Poster: Biology & Disease Mgmt: Chemical Control
Effect of fungicide applications on Monilinia fructicola population diversity and transposon movement
M. DOWLING (1), H. Boatwright (1), G. Schnabel (1), P. Bryson (1), J. Wilson (1), Z. Fan (1), S. Everhart (3), P. Brannen (4) (1) Clemson University, U.S.A.; (2) Clemson University, U.S.A.; (3) University of Nebraska, Lincoln, U.S.A.; (4) University of Ge
In this study we investigated whether previously reported, fungicide-induced mutagenesis observed in vitro in M. fructicola can also accelerate genetic changes in field populations.
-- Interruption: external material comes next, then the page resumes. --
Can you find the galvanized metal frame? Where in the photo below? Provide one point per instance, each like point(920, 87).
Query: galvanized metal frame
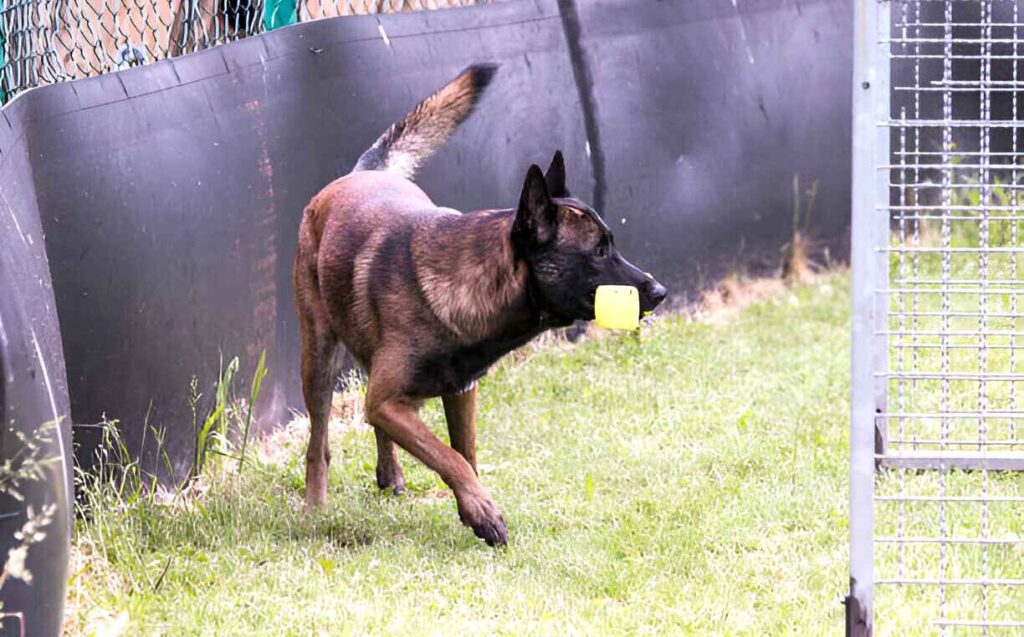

Azoxystrobin and propiconazole were applied at half label rate to nectarine trees for two consecutive years in weekly intervals for three months between bloom and harvest. Single spore isolates were obtained from blighted blossoms, corresponding cankers, and from fruit to investigate phenotypic and genotypic changes. In both years, isolate populations collected from fungicide-treated fruit and from untreated control fruit were not statistically different in haploid gene diversity (p > 0.45 for 2013), (p > 0.46 for 2014), allele number (p = 0.88 for 2013), (p = 0.41 for 2014), and effective allele number (p > 0.88 for 2013), (p > 0.81 for 2014). Isolates from blossoms and corresponding cankers of fungicide treatments had no changes in simple sequence repeat size or evidence for induced transposon translocation. No emergence of reduced sensitivity to azoxystrobin, propiconazole, iprodione, and cyprodinil that would indirectly indicate increased genetic diversity was detected. Our results indicate that fungicide-induced, genetic changes may not occur as readily in field populations as they do in populations exposed continuously to sublethal doses in vitro.